Je prends pour cibles ces émissions, dites de politique, où ils répondaient en face à face aux Français (merci TF1). Elles ressemblaient plus à un "C’est mon choix" où, par exemple, on aurait pu assister au témoignage d’une mère de deux enfants ayant été abandonnée par leur père et pleurant sur son sort. Ségolène aurait répondu qu’elle comprenait car elle aussi avait été une femme abandonnée par un homme. Nicolas aurait quant à lui déclaré que, s’il était élu, il n’y aurait plus de femmes abandonnées par leur mari en France d’ici à 2012. François, lui, aurait dit qu’il y avait déjà réfléchi et serait passé à la question suivante. Jean-Marie lui aurait demandé s’il était bien français, Philippe aurait rétorqué qu’il était sûrement gay et Arlette aurait accusé le patronat d’être à l’origine du mal-être de cet homme et de l’avoir amené à délaisser sa femme.
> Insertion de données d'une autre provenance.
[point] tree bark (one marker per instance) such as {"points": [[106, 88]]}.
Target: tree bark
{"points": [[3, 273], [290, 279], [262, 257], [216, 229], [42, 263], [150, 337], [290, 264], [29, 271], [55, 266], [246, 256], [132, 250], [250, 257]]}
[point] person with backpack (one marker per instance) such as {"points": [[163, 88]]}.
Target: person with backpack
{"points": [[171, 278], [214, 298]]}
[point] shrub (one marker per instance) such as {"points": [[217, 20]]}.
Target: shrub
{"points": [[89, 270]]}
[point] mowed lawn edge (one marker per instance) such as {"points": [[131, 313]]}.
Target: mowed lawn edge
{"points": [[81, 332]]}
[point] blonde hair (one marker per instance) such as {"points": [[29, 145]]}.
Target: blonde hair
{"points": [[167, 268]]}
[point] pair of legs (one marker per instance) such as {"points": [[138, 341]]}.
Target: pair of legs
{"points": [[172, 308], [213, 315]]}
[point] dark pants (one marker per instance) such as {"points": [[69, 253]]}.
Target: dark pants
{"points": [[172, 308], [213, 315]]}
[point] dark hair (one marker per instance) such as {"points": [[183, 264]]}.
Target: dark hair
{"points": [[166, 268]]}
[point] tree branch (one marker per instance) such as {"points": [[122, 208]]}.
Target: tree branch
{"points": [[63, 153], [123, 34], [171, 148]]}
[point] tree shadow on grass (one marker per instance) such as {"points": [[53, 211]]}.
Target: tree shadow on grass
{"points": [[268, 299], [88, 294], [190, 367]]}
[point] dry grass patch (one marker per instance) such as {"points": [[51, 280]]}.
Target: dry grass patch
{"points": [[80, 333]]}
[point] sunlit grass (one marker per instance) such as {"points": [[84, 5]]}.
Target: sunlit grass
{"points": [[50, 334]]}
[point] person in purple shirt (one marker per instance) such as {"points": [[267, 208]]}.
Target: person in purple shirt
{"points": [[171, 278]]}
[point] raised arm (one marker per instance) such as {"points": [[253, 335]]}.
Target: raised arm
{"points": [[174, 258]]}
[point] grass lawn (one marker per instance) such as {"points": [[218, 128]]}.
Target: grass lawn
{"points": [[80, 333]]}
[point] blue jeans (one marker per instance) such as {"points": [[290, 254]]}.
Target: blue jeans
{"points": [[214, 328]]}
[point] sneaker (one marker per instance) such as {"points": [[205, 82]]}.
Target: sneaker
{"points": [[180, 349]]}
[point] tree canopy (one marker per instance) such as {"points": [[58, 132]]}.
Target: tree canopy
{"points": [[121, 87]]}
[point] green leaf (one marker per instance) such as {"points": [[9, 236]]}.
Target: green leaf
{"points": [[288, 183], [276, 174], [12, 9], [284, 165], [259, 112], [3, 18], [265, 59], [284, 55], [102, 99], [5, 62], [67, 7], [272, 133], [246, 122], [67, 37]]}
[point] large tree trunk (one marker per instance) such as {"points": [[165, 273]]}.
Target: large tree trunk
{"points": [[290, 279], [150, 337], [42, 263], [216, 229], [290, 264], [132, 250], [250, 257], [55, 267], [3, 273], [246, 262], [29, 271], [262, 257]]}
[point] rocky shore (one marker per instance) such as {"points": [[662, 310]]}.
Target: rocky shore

En tant que citoyen, je n’en ai rien à faire ! Je n’ai pas envie que la première personne de mon pays, censée représenter les intérêts de la nation et donner les lignes directrices, passe son temps à s’occuper des problèmes de chacun, ce n’est pas son rôle. J’ai envie qu’elle me dise comment, et je dis bien comment (et donc, pas seulement dire "oui, ça existe est c’est pas bien"), elle va faire pour réduire la dette publique de 18 000 euros au-dessus de la tête de chaque Français et ce qu’elle va entreprendre pour essayer de sauvegarder notre formidable système de protection sociale, car pour l’instant il va plutôt dans le mur, ou encore quelles vont être ses actions pour l’Europe ou les réformes de la retraite.
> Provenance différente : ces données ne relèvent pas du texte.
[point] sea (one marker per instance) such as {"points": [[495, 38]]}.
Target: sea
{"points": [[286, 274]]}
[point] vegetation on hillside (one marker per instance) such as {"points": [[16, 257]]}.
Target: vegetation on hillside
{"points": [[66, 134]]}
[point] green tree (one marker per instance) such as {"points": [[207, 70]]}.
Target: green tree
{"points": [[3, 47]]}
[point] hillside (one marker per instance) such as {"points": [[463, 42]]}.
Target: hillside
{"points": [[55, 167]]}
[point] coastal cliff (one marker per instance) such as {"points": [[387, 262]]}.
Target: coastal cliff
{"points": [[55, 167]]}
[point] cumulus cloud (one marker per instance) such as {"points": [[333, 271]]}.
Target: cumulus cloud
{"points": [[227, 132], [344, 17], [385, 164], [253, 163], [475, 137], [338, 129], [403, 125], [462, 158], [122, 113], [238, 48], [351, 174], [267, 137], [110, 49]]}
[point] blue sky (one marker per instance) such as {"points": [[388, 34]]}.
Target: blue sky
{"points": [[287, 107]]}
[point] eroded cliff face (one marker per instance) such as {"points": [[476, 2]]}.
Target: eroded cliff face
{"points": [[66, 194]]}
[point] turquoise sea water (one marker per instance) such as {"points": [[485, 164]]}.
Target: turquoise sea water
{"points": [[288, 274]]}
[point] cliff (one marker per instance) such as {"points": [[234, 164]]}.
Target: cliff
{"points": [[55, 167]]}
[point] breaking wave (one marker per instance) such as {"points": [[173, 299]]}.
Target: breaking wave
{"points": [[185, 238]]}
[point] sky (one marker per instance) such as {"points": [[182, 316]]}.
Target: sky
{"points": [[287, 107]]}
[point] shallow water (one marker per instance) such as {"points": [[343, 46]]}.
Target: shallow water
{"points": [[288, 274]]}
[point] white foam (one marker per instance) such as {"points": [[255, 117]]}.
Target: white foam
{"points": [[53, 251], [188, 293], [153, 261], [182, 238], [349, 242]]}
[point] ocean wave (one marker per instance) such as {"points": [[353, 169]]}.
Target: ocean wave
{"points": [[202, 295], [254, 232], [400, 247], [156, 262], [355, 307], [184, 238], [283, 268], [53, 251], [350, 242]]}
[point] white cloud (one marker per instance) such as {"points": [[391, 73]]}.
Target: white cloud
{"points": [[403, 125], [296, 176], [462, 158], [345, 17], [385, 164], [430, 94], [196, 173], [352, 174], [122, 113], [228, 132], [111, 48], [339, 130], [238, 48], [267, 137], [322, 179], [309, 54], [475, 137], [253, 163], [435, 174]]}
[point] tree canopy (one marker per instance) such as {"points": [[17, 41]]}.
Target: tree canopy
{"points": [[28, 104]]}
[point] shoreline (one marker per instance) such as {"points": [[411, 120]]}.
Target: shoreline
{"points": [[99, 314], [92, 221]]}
Or, à ce stade là de la campagne, je n’en ai aucune idée. Je sais seulement deux choses :
1- Ils disent qu’ils vont dépenser plein d’argent pour essayer de réduire le mal-être occidental de la populace française surgatée ;
2- Le candidat qui n’est pas dans leur camp est un crétin, voleur, dont les idées sont néfastes pour la France (Pourquoi le sont-elles ? ils ne le disent pas) et que mon-programme-il-est-mieux-et-c’est-celui-ki-dit-ki-é...
Les plus grosses machines, dans leur souci de vouloir accéder au pouvoir, ont encore plus exacerbé le côté démagogue de leur discours (je crois que cette année on atteint le summum), en espérant satisfaire le plus grand nombre et donc être élus. Mais, ils ont oublié une chose en cours de route... la nature du Français... Eh oui, paradoxalement, dans un souci de rester dans sa ligne de conduite (pas content, pas content !), le peuple français est en train de plébisciter le candidat le moins démagogue (enfin un peu quand même, il faut pas abuser non plus) et peut-être le plus pragmatique, improbable il y a six mois encore... Rendez-vous après l’élection, ca risque d’être drôle.
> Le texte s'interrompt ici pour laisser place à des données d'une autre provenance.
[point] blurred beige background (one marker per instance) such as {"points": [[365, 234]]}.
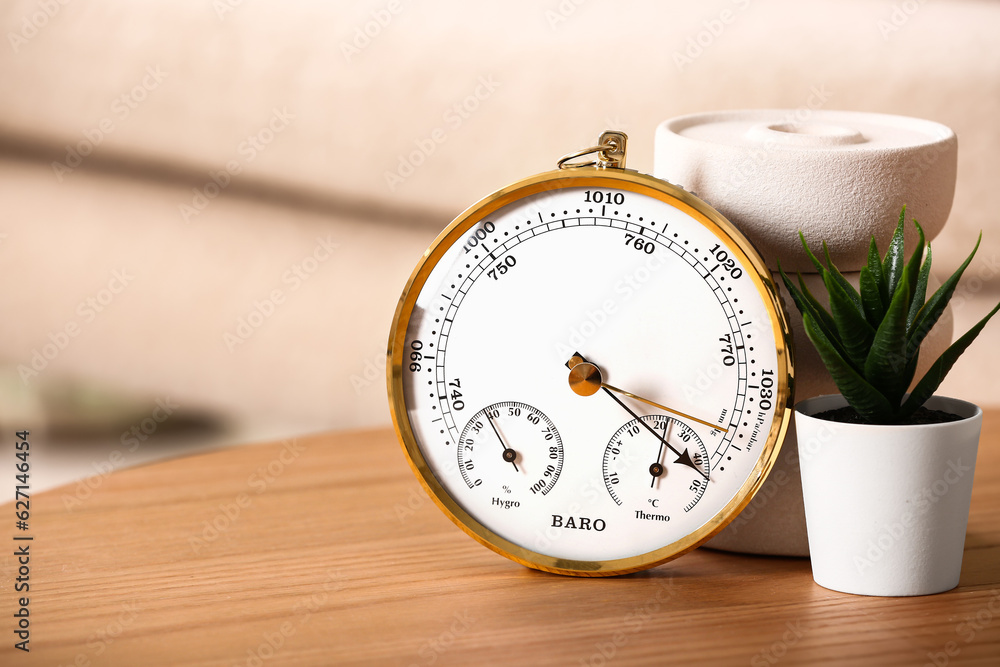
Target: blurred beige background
{"points": [[215, 204]]}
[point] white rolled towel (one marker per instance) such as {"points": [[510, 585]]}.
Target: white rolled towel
{"points": [[839, 176]]}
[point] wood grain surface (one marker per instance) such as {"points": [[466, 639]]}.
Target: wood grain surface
{"points": [[325, 551]]}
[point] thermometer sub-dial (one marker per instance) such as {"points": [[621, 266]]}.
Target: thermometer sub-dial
{"points": [[657, 475], [512, 449]]}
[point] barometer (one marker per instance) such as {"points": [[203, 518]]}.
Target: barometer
{"points": [[589, 370]]}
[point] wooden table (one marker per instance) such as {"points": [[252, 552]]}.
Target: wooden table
{"points": [[325, 551]]}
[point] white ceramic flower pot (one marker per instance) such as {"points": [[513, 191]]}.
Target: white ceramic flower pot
{"points": [[887, 506]]}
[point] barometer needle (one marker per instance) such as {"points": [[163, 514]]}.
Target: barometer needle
{"points": [[682, 457], [587, 382], [509, 455], [585, 386]]}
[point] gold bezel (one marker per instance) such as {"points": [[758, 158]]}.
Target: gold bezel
{"points": [[629, 181]]}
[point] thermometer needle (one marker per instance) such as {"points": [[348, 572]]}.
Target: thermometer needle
{"points": [[657, 469], [593, 374], [509, 455]]}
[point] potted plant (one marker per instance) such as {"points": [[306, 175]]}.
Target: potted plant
{"points": [[886, 470]]}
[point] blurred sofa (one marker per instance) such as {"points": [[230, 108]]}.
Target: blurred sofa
{"points": [[222, 200]]}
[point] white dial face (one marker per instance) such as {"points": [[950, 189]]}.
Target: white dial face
{"points": [[661, 307]]}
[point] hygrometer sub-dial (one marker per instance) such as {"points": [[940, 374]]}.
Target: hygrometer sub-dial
{"points": [[512, 449], [645, 474]]}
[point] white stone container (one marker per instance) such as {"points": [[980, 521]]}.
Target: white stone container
{"points": [[887, 506], [839, 176]]}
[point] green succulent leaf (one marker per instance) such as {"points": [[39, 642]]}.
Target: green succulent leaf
{"points": [[847, 287], [807, 303], [820, 269], [860, 394], [892, 265], [875, 267], [912, 269], [887, 359], [931, 311], [919, 293], [939, 369], [855, 333], [817, 310], [871, 298]]}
Douce France, Cher pays de mon enfance, ...
P.S. (*) : ne voyez pas dans cette dernière phrase un quelconque engagement. Je trouverais juste énormément amusant que les deux plus grosses machines politiques soient éliminées.
(*) : ne voyez pas dans l’emploi de ce dernier sigle une quelconque volonté d’affirmer mon appartenance politique.
U.M.P. : des pressions ont été effectué sur l’auteur pour qu’il rétablisse l’équité de représentation.